Now it's eco, now it's not
Raffy Boudjikanian
raffy.boudjikanian@transcontinental.ca
Even as a chunk of the Bertrand Stream ecoterritory located in Pierrefonds/Roxboro borough is to be stripped of its ecological status to be sold to an unnamed company, the Montreal agglomeration council and borough mayor Monique Worth said the land in question was not really of any ecological value.
"Nobody was using that territory before," Worth told The Chronicle. "There is a promoter that started this kind of very small industrial park near Pitfield Boulevard (where part of the eco-territory in question lies)," she said.
The small strip of land is adjacent to Pitfield Boulevard and Thimens Road near Highway 13 off Gouin in Pierrefonds/Roxboro, a close distance to some of the entrances to Bois-de-Liesse regional park.
"(The agglo council) decided that the land in question has no ecological value whatsoever even though it's in an ecoterritory," said Montreal spokesperson Darren Becker.
It remains unclear exactly which company has asked for the land from Montreal, as the entity is not named in an agglomeration council document appended to the council's Aug. 25 meeting minutes that refers to the transaction.
The document states the terrain in question is a strip of land covering 139, 670 square feet. A part of the land already belongs to the company, but it is divided into two by a narrow band of 9.14 metres' width which belongs to Montreal and is part of the Bertrand Stream ecoterritory. "The band allows access to a snow deposit area (….) belonging to the City of Montreal," the document reads.
It also adds removal of the lane should allow the company to "raise the market value" of its property.
Thus the lower portion of the land would be totally owned by the company, and the higher portion would remain part of Montreal, but no longer part of the ecoterritory.

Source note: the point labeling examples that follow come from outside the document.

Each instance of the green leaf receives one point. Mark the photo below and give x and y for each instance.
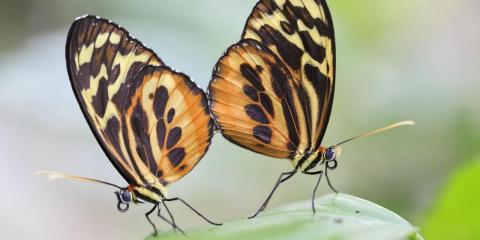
(339, 216)
(456, 215)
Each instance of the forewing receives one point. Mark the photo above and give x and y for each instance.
(300, 33)
(102, 60)
(254, 101)
(167, 125)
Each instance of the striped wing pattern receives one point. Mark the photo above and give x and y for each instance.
(167, 123)
(253, 99)
(110, 75)
(299, 33)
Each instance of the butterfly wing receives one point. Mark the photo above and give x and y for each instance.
(102, 60)
(167, 125)
(254, 100)
(301, 34)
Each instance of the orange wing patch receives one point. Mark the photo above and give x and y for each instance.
(300, 33)
(102, 59)
(254, 101)
(153, 123)
(168, 123)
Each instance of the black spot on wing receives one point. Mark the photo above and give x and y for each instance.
(256, 113)
(161, 132)
(267, 104)
(289, 52)
(170, 115)
(319, 81)
(160, 101)
(113, 74)
(316, 51)
(283, 91)
(111, 133)
(139, 124)
(263, 134)
(174, 136)
(100, 100)
(252, 76)
(176, 156)
(251, 92)
(287, 28)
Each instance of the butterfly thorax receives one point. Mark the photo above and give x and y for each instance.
(303, 161)
(154, 193)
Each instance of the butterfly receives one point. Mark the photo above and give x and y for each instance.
(272, 92)
(152, 122)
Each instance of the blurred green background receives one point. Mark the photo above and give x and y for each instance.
(397, 60)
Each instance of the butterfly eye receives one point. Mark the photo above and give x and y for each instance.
(124, 196)
(330, 154)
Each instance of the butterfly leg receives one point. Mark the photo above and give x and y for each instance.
(171, 223)
(320, 174)
(155, 232)
(282, 178)
(193, 209)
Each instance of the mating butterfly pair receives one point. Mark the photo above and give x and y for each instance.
(272, 93)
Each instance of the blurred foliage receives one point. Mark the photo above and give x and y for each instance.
(456, 214)
(338, 216)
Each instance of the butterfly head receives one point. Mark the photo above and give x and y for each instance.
(329, 157)
(124, 197)
(329, 154)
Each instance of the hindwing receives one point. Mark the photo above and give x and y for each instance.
(167, 123)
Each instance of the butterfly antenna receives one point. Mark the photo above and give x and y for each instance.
(389, 127)
(57, 175)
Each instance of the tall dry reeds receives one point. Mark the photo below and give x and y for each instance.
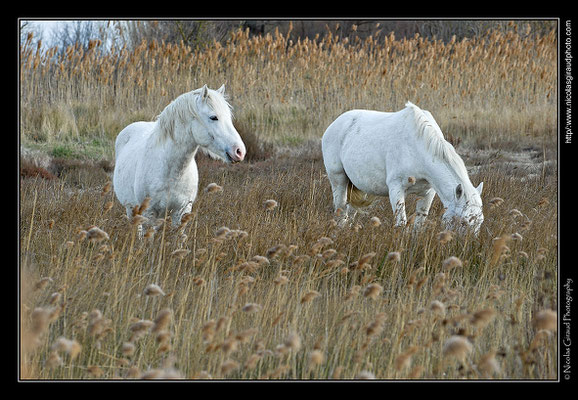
(245, 292)
(493, 87)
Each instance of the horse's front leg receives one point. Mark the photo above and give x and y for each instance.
(177, 217)
(422, 208)
(339, 190)
(397, 200)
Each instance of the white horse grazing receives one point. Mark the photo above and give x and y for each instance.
(157, 159)
(394, 153)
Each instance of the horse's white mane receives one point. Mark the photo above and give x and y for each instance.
(430, 132)
(185, 107)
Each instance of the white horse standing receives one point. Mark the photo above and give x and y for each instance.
(395, 153)
(157, 159)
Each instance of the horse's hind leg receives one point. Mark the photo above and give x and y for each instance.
(422, 207)
(397, 200)
(339, 183)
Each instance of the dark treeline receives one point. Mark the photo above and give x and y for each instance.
(198, 33)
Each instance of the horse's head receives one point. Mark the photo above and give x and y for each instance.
(465, 210)
(214, 130)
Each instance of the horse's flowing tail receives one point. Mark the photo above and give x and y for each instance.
(358, 198)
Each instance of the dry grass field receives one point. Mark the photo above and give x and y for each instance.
(249, 288)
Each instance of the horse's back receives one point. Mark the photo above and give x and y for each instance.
(129, 146)
(135, 132)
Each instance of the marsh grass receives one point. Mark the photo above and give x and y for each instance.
(489, 90)
(246, 292)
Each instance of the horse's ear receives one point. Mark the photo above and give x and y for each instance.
(480, 187)
(459, 191)
(204, 92)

Bertrand Stream is one of 10 lands on the island that were given ecoterritory status by the City of Montreal in 2004. "It was kind of in a wider perspective," Becker explained, that Montreal at the time drew the borders for each. "We knew these were pretty large swaths of land," he added.
According to Becker, Montreal knowingly made some of the ecoterritory borders spill beyond lands of actual ecological value. "It's a work in progress," he said.
Though city officials are stating the move should not have any effect on the environment, local environmental activist Sylvia Oljemark, a member of the Green Coalition group, remained sceptical given what she called Montreal's failure to protect these territories in the past.
"Bit by bit, we're tearing away at these so-called ecoterritories," said Oljemark. "That area has some ecological value," she insisted, "and it needs monitoring for the health of the Bertrand."
Though Bertrand Stream itself does not stretch to the area in question, Oljemark said there is a feeder stream nearby that falls into it.
"There is a little stream there that you see in the spring," Worth said, but she insisted the land was of no ecological value. She said the negotiation process took a long time, since the land is right on the border of Pierrefonds/Roxboro and the borough of St. Laurent.
She added the process had to be vetted by the provincial environment ministry.
Environment Quebec did not return phone calls for comment as of press time. Nobody interviewed could name the company involved in the deal.